TAKEAWAY: No matter the size of your business, be aware of what laws apply and your obligations under those laws. Ignorance is no excuse.

The post on Thursday 7/9/15 reminded us that although same-sex marriage is legal, Title VII still does not ban discrimination on the basis of sexual orientation.

TAKEAWAY: While something may be legal, that does not mean that it is in the best interests of your company – think carefully before you take even legal adverse action against someone based on their sexual orientation.

The post on Friday 7/10/15 contained 5 things (not) to do when facing workplace harassment or discrimination.
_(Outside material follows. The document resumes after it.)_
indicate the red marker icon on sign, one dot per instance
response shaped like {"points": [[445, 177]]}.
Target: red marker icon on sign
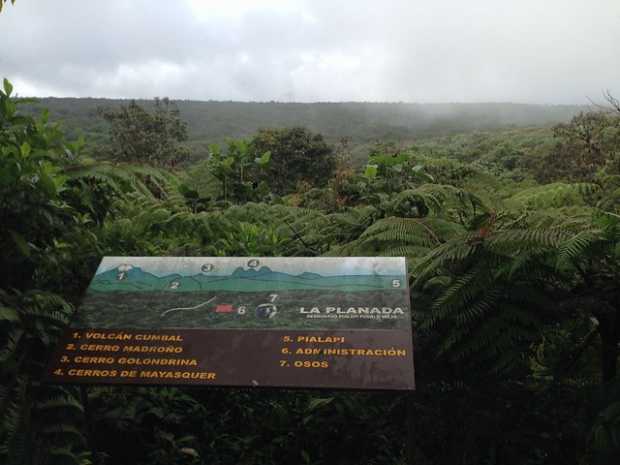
{"points": [[224, 308]]}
The list is written with the employee in mind but can (and should) also be used by employers as a sort of mirror-image checklist. So what are the 5 things? Don’t forget to keep a record (document, document, document). Don’t fail or wait to report the issue. Don’t hamstring the investigation. The remaining 2 items are in the post.

TAKEAWAY: Employees are getting smarter and more litigious; make sure you as the employer know your rights and obligations and act uniformly and legally.

Finally, in the post yesterday 7/11/15 we noted that yes, even the EEOC has a duty to try to accommodate. What happened? The EEOC employee’s lung disease made her sensitive to air quality. She requested a private office with air purifier or the ability to telecommute. Both requests were denied; she was assigned to a cubicle that was too large for the air purifier to work for her. A month later, she spoke to a disability coordinator about her need for accommodation. Two months later she had surgery and returned following the surgery. She was told the EEOC was still looking for an office. By the following month, the employee guessed that the EEOC would not accommodate her. While all this was going on, the employee’s supervisor was allegedly harassing her about caring for her disabled mother. She eventually requested transfer to another office in a specific position; despite that position being open, she was transferred to another position and remained there until going out on disability retirement. Not surprisingly, she then filed suit for failure to accommodate, retaliation and hostile work environment. The EEOC moved to dismiss or for summary judgment. The judge ruled in favor of the EEOC as to a private office and the transfer request, but in favor of the employee on telecommuting as a possible accommodation. Read more of the details in the post.

TAKEAWAY: Even the agency charged with oversight and enforcement of discrimination and accommodation statutes has a duty to comply, so don’t you think you better also?